There are two ways of learning: You can be taught how to do something correctly, or you can be shown the consequences of doing it wrong. In the world of investments, learning from others’ mistakes is cheaper.
Investment scams continue to surface, often hurting those with only modest nest eggs. Most of these schemes involved high-risk finance to property ventures, some involving speculative residential projects. Yet, these investments were often promoted as safe, secure and bank-like. In some cases, the promoters of the schemes extracted high fees (as much as 5 percent) from the vehicles, and engineered related-party transactions that cost the elderly clients millions, without giving them any say in the matter.

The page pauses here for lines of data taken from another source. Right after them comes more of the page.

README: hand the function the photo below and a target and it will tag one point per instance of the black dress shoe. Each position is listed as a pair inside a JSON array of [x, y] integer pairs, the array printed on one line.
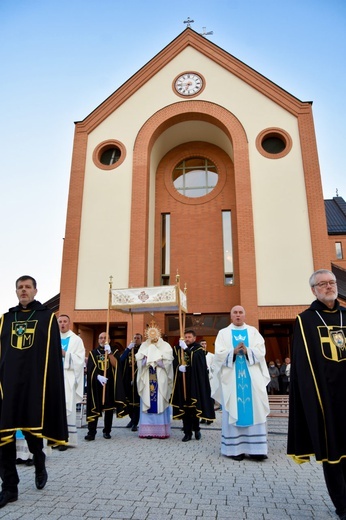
[[41, 478], [8, 496], [237, 457], [258, 457]]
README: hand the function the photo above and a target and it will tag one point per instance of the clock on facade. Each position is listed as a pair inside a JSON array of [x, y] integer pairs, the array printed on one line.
[[188, 84]]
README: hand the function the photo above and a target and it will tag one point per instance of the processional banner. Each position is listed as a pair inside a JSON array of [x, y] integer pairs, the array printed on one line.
[[149, 299]]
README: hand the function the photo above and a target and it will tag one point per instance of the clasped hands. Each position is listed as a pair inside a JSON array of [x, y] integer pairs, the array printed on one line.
[[240, 349]]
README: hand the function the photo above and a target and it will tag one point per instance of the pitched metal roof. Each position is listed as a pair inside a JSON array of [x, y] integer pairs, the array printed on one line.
[[336, 215]]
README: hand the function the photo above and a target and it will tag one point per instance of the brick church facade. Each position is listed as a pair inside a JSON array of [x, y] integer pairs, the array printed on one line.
[[201, 165]]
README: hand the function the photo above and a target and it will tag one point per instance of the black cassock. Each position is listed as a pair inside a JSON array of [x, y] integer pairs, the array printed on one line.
[[197, 384], [317, 417], [114, 389], [32, 393]]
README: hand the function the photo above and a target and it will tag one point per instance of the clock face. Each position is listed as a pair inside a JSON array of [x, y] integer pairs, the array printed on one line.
[[188, 84]]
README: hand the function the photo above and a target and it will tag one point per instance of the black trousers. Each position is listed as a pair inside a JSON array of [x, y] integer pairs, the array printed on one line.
[[335, 477], [190, 421], [8, 454], [108, 421]]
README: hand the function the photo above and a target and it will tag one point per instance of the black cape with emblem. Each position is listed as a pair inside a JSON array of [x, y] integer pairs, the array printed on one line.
[[114, 393], [317, 418], [196, 383], [32, 394]]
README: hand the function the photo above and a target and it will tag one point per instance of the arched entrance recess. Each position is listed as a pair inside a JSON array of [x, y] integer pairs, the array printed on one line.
[[150, 131]]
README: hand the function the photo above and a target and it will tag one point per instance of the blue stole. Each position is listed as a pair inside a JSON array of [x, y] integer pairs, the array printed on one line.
[[153, 390], [243, 381], [64, 345]]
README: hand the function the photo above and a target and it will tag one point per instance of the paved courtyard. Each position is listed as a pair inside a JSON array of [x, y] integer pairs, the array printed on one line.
[[140, 479]]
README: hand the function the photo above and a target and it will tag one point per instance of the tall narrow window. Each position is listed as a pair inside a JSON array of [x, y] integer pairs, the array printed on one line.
[[338, 250], [227, 247], [165, 248]]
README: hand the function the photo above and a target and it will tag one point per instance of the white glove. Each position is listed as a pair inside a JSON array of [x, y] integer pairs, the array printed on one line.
[[103, 380], [182, 344]]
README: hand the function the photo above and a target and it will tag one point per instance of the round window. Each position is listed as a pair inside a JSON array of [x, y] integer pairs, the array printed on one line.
[[274, 143], [195, 177], [109, 154]]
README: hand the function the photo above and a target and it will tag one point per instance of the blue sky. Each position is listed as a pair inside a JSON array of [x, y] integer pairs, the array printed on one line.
[[61, 58]]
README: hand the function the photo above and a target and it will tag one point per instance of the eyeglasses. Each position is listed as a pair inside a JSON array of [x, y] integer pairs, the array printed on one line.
[[322, 285]]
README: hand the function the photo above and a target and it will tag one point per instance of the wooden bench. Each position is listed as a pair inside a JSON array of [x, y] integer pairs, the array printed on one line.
[[278, 405]]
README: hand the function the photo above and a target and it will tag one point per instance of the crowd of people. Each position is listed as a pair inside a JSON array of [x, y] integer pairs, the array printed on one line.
[[42, 372], [279, 377]]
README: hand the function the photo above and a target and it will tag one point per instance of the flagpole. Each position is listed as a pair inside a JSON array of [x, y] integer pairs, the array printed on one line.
[[107, 337], [181, 331]]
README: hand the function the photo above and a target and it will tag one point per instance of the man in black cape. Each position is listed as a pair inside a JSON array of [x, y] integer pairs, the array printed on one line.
[[317, 419], [128, 359], [96, 381], [32, 397], [191, 399]]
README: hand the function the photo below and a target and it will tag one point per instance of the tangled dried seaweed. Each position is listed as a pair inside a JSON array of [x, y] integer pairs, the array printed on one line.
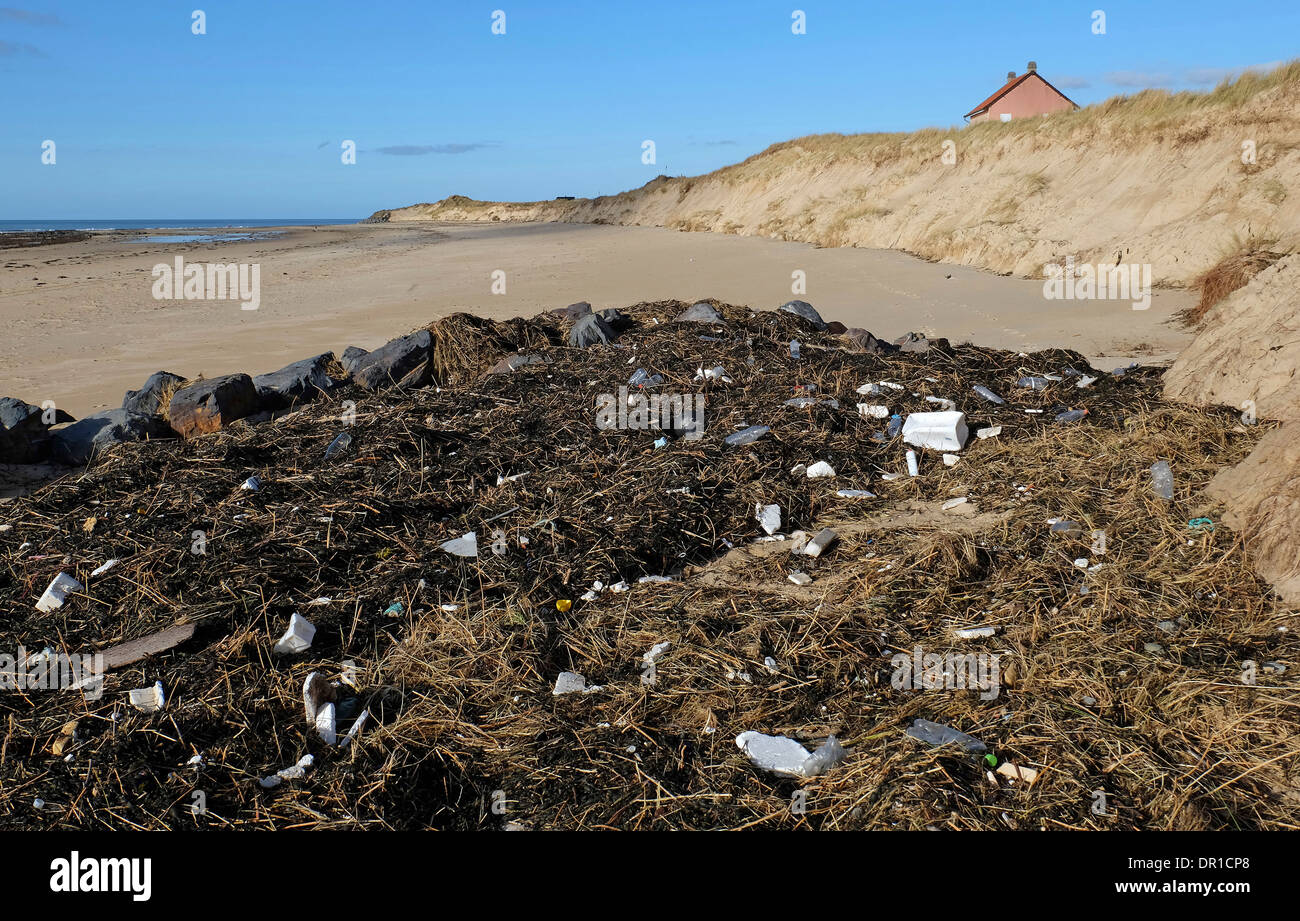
[[455, 658]]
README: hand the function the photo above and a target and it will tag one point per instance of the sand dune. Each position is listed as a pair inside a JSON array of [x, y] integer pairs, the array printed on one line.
[[1152, 178], [82, 325]]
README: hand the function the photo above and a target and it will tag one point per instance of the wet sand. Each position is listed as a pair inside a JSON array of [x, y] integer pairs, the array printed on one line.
[[81, 324]]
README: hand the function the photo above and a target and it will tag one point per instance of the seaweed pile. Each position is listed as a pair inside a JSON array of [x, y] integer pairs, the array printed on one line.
[[1149, 669]]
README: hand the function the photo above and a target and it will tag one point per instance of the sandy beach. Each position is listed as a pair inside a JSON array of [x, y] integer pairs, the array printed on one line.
[[82, 325]]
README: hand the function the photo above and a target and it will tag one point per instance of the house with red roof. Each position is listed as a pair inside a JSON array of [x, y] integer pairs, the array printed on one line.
[[1021, 98]]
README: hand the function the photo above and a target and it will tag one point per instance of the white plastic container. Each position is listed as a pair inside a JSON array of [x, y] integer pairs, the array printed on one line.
[[937, 431]]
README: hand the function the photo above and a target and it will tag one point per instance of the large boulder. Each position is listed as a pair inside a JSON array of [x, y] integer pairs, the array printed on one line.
[[79, 442], [403, 362], [590, 331], [25, 431], [298, 383], [148, 398], [211, 405], [805, 310], [571, 314], [861, 340], [351, 359], [618, 320], [700, 312]]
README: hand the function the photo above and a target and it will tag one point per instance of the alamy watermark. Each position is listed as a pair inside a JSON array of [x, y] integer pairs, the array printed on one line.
[[209, 281], [651, 411], [950, 671], [1122, 281]]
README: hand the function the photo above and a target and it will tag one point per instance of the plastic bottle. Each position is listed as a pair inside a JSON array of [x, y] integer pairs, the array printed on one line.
[[1162, 479]]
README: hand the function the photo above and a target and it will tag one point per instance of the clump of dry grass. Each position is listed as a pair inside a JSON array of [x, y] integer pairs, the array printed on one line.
[[1233, 272]]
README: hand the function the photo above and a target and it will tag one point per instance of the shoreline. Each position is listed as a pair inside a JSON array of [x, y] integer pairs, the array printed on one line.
[[85, 327]]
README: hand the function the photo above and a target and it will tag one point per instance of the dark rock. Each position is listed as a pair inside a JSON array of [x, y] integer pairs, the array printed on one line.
[[81, 441], [859, 340], [913, 342], [18, 414], [351, 359], [298, 383], [148, 398], [590, 331], [618, 320], [570, 314], [403, 362], [805, 310], [515, 363], [24, 432], [209, 405], [700, 312]]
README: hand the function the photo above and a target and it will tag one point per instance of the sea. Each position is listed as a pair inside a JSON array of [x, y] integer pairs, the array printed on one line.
[[170, 224]]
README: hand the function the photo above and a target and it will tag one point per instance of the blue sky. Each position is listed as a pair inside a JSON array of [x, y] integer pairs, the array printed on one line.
[[247, 120]]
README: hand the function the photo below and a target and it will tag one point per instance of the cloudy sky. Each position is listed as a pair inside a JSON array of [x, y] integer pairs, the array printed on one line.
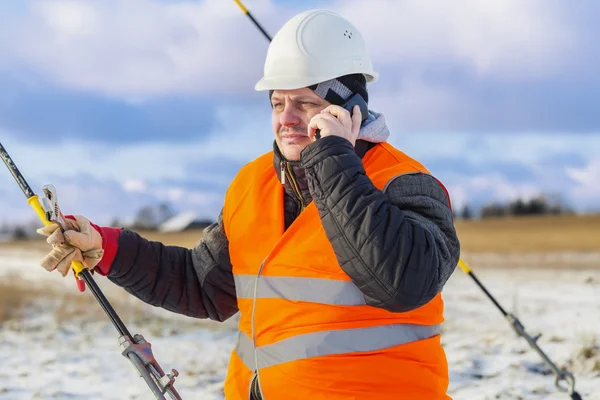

Unfortunately, investors often had their entire life savings in a single investment product, which meant there was no safeguard when things went wrong. On top of all this, the schemes were promoted by financial “advisers,” who earned commissions on their sales. The wonder is that these dubious schemes continue to fleece thousands of people five years after the financial crisis exposed the folly of structured and highly conflicted mortgage finance vehicles and securities firms masquerading as banks.
One heartbreaking example was a widow with an autistic son who lost $330,000 in compensation from the death of her husband after she was advised to put the money into a fund linked to a finance company that later failed. The woman is now unable to afford the special education the boy needs and has called on her in-laws to provide emergency child care while she works full time.
The recent new regulations may improve disclosure to investors and remove conflicts of interest around advice, but they are too late to help those hurt by these disasters.
So, how can individual investors protect themselves? First, understand risk and return. If someone is offering a “low-risk” investment with a regular return well above the risk-free rate, alarm bells should go off. Return doesn’t come without risk, but not all risks are worth taking. Be sure you understand any investment.
Second, diversify. It is the primary directive for any investor. Sinking your life savings into a single property scheme or mortgage fund is not diversification. That is taking a massive, speculative bet on a single asset.
A better strategy is to spread your risk across a range of asset classes: domestic and developed market equities, emerging markets, local and global bonds, listed property and cash. And within each of those asset classes, you should diversify as much as possible.
Third, fees matter. The difference made by a 1 percent, 2 percent or 3 percent fee can run into hundreds of thousands of dollars over the years. Time after time, I see the rewards in these heavily marketed schemes going not to the end investors but to the promoters.
Finally, and most importantly, get truly independent advice. That means avoiding the recommendations of someone who is receiving a financial or other incentive from the provider whose product he is promoting.
A good adviser will work for you. That means understanding your risk attitude, your situation and your investment and lifestyle goals. It means structuring a diversified portfolio that reflects your needs, not what a product provider has to sell.
Ordinary investors can’t control markets or the economy, but they can learn from these lessons and steer clear of anything that smells of conflicted advice, promises of high returns and low risk, lack of diversification, high fees and slick marketing.
If we don’t learn these lessons from the experiences of others, we risk having them taught to us directly. And in those cases, the tuition bills can be substantial.